I am a connoisseur of naps. Especially in this season, when the days are dark and gloomy and we start to feel like we have less energy, a nap can help recharge your batteries so you can make it through the rest of the day.
And if you feel like you have no time for a good, quality nap, think again! While I personally would (and could!) nap for several hours straight if things like my job and The Hubby didn’t prevent that, all you really need is a good power nap to freshen you up and make you feel ready to jump back into the day.
Here are my tips to make the most of a power nap. (If you want to learn how to sleep for several hours straight, my first advice would be to not have a job or a significant other to keep poking you and saying thing slike, “It’s been two hours, Em! Time to rise and shine already!”)
Power napping 101
- Find a place where you won’t be interrupted. If you’re at home, go into the bedroom and shut the door. Let your family know not to disturb you. If you’re at work, close your office door and put up a sign saying “In a meeting. Please do not disturb.” (People are much more likely to respect the all-important meeting than a nap. Believe me, they will interrupt a nap because they don’t think it’s “important.”) If you don’t have an office door to close, go out to your car.
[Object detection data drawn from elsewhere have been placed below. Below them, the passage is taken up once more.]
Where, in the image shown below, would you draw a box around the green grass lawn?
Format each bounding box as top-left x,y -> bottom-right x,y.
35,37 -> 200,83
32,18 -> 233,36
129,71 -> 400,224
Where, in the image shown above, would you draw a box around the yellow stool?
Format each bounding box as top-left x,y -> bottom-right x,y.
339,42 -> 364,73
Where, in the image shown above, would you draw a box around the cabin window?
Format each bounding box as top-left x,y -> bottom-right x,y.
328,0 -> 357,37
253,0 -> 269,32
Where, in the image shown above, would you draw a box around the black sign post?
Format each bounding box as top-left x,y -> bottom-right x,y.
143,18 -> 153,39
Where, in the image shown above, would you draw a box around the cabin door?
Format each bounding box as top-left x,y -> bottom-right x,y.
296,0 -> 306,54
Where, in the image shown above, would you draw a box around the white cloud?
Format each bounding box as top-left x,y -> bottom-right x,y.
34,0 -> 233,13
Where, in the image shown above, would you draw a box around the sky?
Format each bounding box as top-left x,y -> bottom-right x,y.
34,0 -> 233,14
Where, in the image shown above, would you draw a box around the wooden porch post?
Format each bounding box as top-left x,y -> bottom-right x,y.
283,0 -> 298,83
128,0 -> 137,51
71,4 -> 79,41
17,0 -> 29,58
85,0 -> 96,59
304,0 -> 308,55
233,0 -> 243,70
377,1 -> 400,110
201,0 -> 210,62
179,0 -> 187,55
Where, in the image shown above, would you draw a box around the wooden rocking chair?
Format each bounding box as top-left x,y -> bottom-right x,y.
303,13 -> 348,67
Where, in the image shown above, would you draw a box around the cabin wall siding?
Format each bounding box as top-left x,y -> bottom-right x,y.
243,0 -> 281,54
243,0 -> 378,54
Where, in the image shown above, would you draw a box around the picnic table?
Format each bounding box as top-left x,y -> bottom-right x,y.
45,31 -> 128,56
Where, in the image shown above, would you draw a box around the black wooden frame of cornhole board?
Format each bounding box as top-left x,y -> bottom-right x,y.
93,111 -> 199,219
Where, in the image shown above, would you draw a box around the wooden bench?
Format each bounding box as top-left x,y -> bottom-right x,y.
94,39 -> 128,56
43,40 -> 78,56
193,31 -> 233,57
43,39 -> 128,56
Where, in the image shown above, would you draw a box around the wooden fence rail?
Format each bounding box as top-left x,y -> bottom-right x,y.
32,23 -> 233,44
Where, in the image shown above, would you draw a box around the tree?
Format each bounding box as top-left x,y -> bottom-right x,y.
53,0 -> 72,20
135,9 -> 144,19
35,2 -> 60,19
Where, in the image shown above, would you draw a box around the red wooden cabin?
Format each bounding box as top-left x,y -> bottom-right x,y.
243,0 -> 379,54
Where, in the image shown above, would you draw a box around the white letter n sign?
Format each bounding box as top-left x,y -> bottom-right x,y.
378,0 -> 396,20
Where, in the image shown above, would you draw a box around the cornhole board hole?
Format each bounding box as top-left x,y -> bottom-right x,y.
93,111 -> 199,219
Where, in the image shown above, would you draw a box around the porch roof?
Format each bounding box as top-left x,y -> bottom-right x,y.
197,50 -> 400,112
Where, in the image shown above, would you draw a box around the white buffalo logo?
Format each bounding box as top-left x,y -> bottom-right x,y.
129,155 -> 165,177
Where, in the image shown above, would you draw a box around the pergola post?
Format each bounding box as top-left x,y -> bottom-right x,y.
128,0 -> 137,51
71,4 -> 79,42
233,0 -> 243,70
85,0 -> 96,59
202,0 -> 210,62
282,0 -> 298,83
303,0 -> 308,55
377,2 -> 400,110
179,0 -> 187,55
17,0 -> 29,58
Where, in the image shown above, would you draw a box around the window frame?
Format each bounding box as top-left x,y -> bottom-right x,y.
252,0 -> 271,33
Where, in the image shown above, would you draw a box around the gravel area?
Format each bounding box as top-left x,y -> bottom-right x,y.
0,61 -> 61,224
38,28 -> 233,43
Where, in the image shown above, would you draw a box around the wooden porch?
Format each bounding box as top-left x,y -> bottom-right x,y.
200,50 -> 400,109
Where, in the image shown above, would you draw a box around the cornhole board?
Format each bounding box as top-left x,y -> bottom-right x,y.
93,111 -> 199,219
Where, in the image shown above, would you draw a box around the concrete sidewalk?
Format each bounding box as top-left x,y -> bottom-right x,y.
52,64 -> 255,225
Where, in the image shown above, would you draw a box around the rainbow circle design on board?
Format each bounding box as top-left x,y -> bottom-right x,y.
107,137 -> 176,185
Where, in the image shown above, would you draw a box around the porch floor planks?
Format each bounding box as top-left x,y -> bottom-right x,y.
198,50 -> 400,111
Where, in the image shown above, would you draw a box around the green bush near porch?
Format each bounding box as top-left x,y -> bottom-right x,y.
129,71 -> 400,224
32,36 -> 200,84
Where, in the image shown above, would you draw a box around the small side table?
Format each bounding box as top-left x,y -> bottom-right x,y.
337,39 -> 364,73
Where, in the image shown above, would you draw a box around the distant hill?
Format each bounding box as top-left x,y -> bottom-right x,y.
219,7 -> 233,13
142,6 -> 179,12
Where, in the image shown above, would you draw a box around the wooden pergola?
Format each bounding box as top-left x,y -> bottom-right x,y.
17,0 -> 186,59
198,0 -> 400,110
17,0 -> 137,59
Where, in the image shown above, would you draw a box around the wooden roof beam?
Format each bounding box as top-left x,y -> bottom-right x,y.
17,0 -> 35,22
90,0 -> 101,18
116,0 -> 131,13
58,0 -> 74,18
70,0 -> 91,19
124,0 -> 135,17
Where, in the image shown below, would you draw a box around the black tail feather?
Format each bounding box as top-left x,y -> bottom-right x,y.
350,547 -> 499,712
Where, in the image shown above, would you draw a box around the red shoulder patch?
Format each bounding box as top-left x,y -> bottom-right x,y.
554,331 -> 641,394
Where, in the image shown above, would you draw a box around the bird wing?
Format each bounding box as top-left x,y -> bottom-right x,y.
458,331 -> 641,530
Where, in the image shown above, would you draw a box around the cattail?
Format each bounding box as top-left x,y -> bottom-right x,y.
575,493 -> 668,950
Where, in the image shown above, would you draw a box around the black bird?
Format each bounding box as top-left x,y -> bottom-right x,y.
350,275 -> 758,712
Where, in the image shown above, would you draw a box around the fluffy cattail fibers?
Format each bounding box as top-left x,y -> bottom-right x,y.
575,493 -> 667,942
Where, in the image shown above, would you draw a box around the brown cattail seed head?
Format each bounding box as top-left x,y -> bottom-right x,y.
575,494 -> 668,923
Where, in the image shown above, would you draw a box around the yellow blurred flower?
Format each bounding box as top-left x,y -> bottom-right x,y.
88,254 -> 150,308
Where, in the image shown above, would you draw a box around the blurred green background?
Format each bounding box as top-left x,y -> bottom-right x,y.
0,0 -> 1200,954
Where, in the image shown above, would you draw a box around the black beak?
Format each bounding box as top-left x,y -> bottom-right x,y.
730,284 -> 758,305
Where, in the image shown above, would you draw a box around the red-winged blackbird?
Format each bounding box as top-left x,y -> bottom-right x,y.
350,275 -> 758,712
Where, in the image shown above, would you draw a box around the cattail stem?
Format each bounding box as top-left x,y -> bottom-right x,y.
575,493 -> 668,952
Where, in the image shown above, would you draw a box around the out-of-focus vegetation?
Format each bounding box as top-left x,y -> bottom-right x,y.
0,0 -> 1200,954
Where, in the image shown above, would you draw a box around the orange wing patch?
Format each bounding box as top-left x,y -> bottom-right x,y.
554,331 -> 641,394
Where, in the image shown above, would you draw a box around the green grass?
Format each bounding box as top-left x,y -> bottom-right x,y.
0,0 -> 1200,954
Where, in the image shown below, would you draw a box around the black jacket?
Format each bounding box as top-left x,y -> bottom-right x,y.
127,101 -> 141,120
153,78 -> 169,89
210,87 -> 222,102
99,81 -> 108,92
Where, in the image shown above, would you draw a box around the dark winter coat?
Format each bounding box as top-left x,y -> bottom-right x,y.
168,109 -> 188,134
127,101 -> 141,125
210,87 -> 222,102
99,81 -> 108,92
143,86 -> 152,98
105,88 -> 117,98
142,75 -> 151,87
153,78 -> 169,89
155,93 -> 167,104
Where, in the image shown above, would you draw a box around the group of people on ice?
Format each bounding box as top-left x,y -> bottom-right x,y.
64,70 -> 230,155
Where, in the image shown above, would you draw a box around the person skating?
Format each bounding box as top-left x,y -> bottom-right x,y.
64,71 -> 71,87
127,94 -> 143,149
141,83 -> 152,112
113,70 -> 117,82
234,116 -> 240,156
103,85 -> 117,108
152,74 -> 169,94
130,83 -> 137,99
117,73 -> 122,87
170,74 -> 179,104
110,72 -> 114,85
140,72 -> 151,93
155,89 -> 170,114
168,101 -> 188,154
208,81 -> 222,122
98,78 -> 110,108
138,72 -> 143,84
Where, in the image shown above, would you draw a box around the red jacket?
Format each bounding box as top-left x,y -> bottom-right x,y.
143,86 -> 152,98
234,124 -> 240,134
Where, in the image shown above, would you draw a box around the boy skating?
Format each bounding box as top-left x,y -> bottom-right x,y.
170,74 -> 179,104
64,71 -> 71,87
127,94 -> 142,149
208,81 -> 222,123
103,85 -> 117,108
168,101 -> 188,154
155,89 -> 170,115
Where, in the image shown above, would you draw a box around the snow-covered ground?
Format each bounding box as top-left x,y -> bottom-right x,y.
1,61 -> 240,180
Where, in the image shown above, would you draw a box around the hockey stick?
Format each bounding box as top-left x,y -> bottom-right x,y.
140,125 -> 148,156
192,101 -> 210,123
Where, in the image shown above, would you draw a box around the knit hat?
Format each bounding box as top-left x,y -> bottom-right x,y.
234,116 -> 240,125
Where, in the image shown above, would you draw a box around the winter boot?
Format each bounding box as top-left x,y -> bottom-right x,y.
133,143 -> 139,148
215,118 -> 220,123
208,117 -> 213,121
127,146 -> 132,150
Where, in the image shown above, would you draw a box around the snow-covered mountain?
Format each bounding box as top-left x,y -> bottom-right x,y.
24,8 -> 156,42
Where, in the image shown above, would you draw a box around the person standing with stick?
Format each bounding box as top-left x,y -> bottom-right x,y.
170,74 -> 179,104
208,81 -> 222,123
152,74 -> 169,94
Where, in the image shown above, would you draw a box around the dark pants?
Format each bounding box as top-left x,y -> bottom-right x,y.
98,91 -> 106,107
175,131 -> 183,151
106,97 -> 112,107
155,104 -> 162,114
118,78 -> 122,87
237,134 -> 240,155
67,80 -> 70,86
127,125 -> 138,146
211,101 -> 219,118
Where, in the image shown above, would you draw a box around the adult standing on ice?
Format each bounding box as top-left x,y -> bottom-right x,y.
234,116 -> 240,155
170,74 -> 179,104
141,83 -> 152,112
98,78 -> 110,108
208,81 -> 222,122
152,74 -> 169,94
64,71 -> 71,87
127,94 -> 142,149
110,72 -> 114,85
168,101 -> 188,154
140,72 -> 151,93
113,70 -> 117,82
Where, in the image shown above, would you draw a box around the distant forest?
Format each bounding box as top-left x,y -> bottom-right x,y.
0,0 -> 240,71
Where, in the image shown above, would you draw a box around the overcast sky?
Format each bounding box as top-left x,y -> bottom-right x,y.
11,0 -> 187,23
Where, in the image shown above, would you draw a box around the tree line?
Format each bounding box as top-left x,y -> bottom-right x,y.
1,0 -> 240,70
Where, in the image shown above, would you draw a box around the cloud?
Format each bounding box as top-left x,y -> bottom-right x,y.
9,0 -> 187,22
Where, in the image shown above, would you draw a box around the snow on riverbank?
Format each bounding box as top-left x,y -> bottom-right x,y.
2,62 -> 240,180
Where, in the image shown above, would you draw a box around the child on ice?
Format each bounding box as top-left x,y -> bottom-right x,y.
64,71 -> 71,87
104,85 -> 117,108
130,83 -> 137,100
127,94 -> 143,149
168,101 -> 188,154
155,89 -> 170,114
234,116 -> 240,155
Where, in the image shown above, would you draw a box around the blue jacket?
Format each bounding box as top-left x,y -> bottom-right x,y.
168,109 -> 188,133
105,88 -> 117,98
- Make it nice and comfortable. Put your feet up, grab a pillow, don’t just sprawl out in your stiff desk chair thinking it will work. If you’re in your car, recline the seat, have a nice travel neck pillow on hand, and adjust the temps so you’re warm or cool enough. The more comfortable you are, the quicker you’ll fall asleep…and the less likely you’ll be to have a crick in the neck when you wake up!
- Make it nice and dark. Turn off the lights, lose the blinds or curtains, or buy one of those eye masks to keep the sunlight from disturbing you.
- Make it nice and quiet. Turn off all sounds on your phone except for your alarm. If you’re napping in the work parking lot or your bedroom faces a busy street and you’re easily distracted, invest in a pair of comfy ear plugs. Or, if soothing background noise helps you, you can play something like nature sounds or relaxing music to drown out the real world.
- Clear your mind. Do not start thinking about that presentation you have to give when you get back to work or that annoying thing your friend said to you that morning. Focus instead on your head on the pillow, the nice music you’re listening to, and other physical sensations to Zen yourself into a quieter mindset. If your thoughts start to wander to stressful things, just keep bringing them back.
- Set your alarm for 15 minutes. (Make sure it’s extra loud if you’ve got ear plugs in!) 15 minutes is the ideal time for a power nap. Any shorter, and you won’t feel really rested…any longer, and you risk feeling groggier when you wake up than you did before you napped.
Note: You’re going to want to actually be sleeping for 15 minutes straight, and unless you’re exhausted, you probably won’t fall asleep as soon as you lay your head down. You can try measuring how long it normally takes you fall asleep, but that’s not exactly easy, so I’ve read that setting your alarm for 25 minutes gives most people the time they need to fall asleep and then get the recommended 15 minutes.
- Refresh yourself when your 15 minutes are up. Stretch, do a few jumping jacks, go to the bathroom and splash some cool water on your face. I’ve actually read in several places that drinking a cup of coffee right before you nap can help because by the time the caffeine actually kicks in, you’ll be waking up and it will give you an extra jolt of energy and focus. (I’ve tried it…it does work!)
- If you can’t fall asleep… Sometimes even if you’re super-tired, a nap just won’t happen. Maybe your mind is too wound up, maybe your body is too wound up…who knows. But don’t scrap the nap! Keep your eyes closed and just enjoy the feeling of being still and calm and having nothing else to do for those 15 minutes. Do a little meditation if that’s your thing, or just think calming, happy thoughts. It can still help you return to your day feeling more positive and refreshed.
Do you power nap? Have I missed any good tricks?